Configure App Environment Variables

Who this is for

Users who need to configure environment-specific settings for their app — API keys, database URLs, feature flags, or any runtime configuration value.


How App Environment Variables Work

App environment variables are passed to the Docker container as --env KEY=VALUE flags at run time. For compose apps, they are injected via a .env file or as environment: overrides in the compose configuration.

Security: Variable values are never returned by the API after creation. The app detail and the env list endpoint return only key names. Values can be overwritten but not retrieved.


How to Add or Update Environment Variables

  1. Open the app detail.
  2. Go to the Environment tab.
  3. Click Edit Variables.
  4. Add, modify, or delete key-value pairs.
  5. Click Save.

Saving performs a full replacement — all variables are replaced atomically. Variables not included in the save are deleted.


Apply Changes

After updating environment variables:

  • Container apps: Restart the container to apply. Click Restart in the app overview, or it will apply on the next deploy.
  • Compose apps: Run a redeploy to apply the new env vars.
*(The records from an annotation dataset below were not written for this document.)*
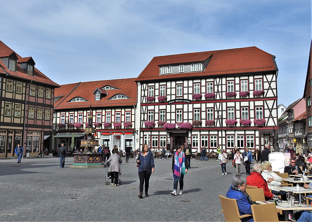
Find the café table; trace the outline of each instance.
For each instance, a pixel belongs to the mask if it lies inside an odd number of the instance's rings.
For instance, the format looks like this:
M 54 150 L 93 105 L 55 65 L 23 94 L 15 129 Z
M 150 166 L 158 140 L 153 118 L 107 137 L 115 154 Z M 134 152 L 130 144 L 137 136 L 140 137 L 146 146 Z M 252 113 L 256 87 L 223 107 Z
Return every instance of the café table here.
M 272 203 L 272 201 L 256 201 L 256 204 L 265 204 L 270 203 Z M 277 201 L 277 205 L 275 206 L 276 209 L 278 209 L 283 211 L 285 221 L 289 221 L 288 214 L 290 210 L 312 210 L 312 206 L 304 204 L 299 203 L 299 204 L 294 204 L 292 206 L 288 204 L 287 201 L 282 201 L 282 202 Z

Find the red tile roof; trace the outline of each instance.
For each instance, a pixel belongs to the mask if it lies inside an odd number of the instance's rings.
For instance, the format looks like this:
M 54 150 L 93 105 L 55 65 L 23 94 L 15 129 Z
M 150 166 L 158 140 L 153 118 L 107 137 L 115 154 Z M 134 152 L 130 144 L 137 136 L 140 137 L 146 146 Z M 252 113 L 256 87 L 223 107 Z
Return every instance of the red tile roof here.
M 25 62 L 25 60 L 28 61 L 31 58 L 32 59 L 31 57 L 25 58 L 21 57 L 2 41 L 0 41 L 0 57 L 7 57 L 13 53 L 15 53 L 17 56 L 19 62 Z M 25 73 L 18 63 L 17 64 L 16 72 L 11 71 L 9 70 L 8 68 L 4 65 L 4 63 L 0 59 L 0 73 L 9 74 L 14 77 L 32 80 L 34 82 L 48 84 L 57 87 L 59 86 L 58 84 L 48 78 L 48 77 L 35 67 L 34 67 L 33 75 L 28 75 L 27 73 Z
M 159 74 L 159 66 L 204 61 L 211 56 L 202 72 Z M 275 56 L 254 46 L 154 57 L 138 81 L 257 73 L 277 70 Z M 204 68 L 205 67 L 203 67 Z
M 76 109 L 89 108 L 90 105 L 94 108 L 105 107 L 134 106 L 136 104 L 137 86 L 135 80 L 136 78 L 113 79 L 109 80 L 84 82 L 71 84 L 62 85 L 60 88 L 55 90 L 55 96 L 62 96 L 62 98 L 54 103 L 56 110 L 62 109 Z M 104 95 L 99 101 L 95 101 L 93 94 L 97 88 L 100 89 L 105 86 L 111 86 L 117 88 L 107 90 L 107 95 Z M 105 91 L 102 90 L 105 92 Z M 123 94 L 130 99 L 110 100 L 113 96 Z M 87 100 L 85 102 L 70 102 L 76 97 L 81 97 Z

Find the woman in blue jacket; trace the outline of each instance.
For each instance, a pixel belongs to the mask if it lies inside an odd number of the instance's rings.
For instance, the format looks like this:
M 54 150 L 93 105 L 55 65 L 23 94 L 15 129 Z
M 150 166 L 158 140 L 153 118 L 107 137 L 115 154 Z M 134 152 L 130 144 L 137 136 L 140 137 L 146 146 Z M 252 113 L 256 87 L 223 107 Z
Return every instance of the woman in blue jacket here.
M 143 185 L 145 182 L 145 197 L 148 197 L 150 177 L 154 172 L 154 158 L 149 150 L 147 144 L 142 145 L 142 150 L 138 155 L 136 162 L 138 166 L 138 178 L 140 179 L 140 194 L 138 197 L 143 198 Z

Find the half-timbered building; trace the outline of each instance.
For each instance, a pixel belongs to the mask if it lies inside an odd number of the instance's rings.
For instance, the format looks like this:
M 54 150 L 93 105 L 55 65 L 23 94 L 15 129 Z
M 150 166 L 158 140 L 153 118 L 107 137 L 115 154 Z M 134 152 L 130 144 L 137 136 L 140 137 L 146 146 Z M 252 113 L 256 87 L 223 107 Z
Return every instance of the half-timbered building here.
M 20 144 L 34 156 L 48 148 L 54 90 L 59 85 L 0 41 L 0 158 L 12 157 Z
M 99 145 L 111 149 L 114 146 L 122 149 L 126 147 L 133 148 L 137 88 L 134 80 L 78 82 L 56 89 L 55 149 L 64 143 L 68 150 L 72 150 L 72 139 L 76 149 L 80 149 L 90 106 L 95 139 L 99 140 Z
M 136 81 L 136 142 L 275 148 L 277 74 L 275 56 L 255 47 L 155 57 Z

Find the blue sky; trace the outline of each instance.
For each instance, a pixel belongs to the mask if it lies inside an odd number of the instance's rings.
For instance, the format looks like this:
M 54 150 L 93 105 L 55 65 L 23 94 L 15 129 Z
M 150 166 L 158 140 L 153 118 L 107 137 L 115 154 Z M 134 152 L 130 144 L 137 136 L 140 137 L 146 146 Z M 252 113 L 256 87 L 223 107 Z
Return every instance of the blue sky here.
M 303 95 L 309 0 L 0 0 L 0 40 L 62 85 L 136 77 L 154 56 L 250 46 L 276 56 L 278 104 Z

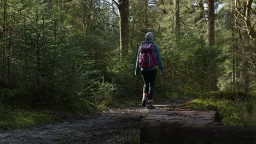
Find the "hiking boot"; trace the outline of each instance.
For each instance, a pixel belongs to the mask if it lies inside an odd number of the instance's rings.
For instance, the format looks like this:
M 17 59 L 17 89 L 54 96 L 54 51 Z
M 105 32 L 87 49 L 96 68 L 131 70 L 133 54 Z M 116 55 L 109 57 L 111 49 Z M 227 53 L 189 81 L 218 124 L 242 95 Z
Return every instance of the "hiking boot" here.
M 153 105 L 152 103 L 150 103 L 148 104 L 148 106 L 147 106 L 147 108 L 149 110 L 150 110 L 150 109 L 155 109 L 155 107 L 154 106 L 154 105 Z
M 143 95 L 142 97 L 142 101 L 141 102 L 141 105 L 143 106 L 146 106 L 148 103 L 148 97 Z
CloudAIPilot does not automatically restart the container when env vars are saved (to avoid unintended downtime). Always restart or redeploy manually after changes.


Naming Conventions

  • Keys are conventionally UPPERCASE_WITH_UNDERSCORES
  • Keys can only contain letters, numbers, and underscores
  • Values can contain any characters including spaces, URLs, and JSON

Common Variables by App Type

Node.js apps:

NODE_ENV=production
PORT=3000
DATABASE_URL=postgres://user:pass@host:5432/db
REDIS_URL=redis://localhost:6379
SECRET_KEY=...

Python/Django apps:

DJANGO_SETTINGS_MODULE=myapp.settings.prod
SECRET_KEY=...
DATABASE_URL=postgres://...
DEBUG=0

Generic:

LOG_LEVEL=info
APP_URL=https://myapp.example.com

Security Notes

  • Values are never returned by the API after creation. This prevents accidental leakage in logs or API responses.
  • Do not store highly sensitive values (private keys, HSM tokens) as plain env vars — use a secrets manager for those.
  • Env vars are visible to anyone who can run docker inspect on the server. Restrict server access to trusted users.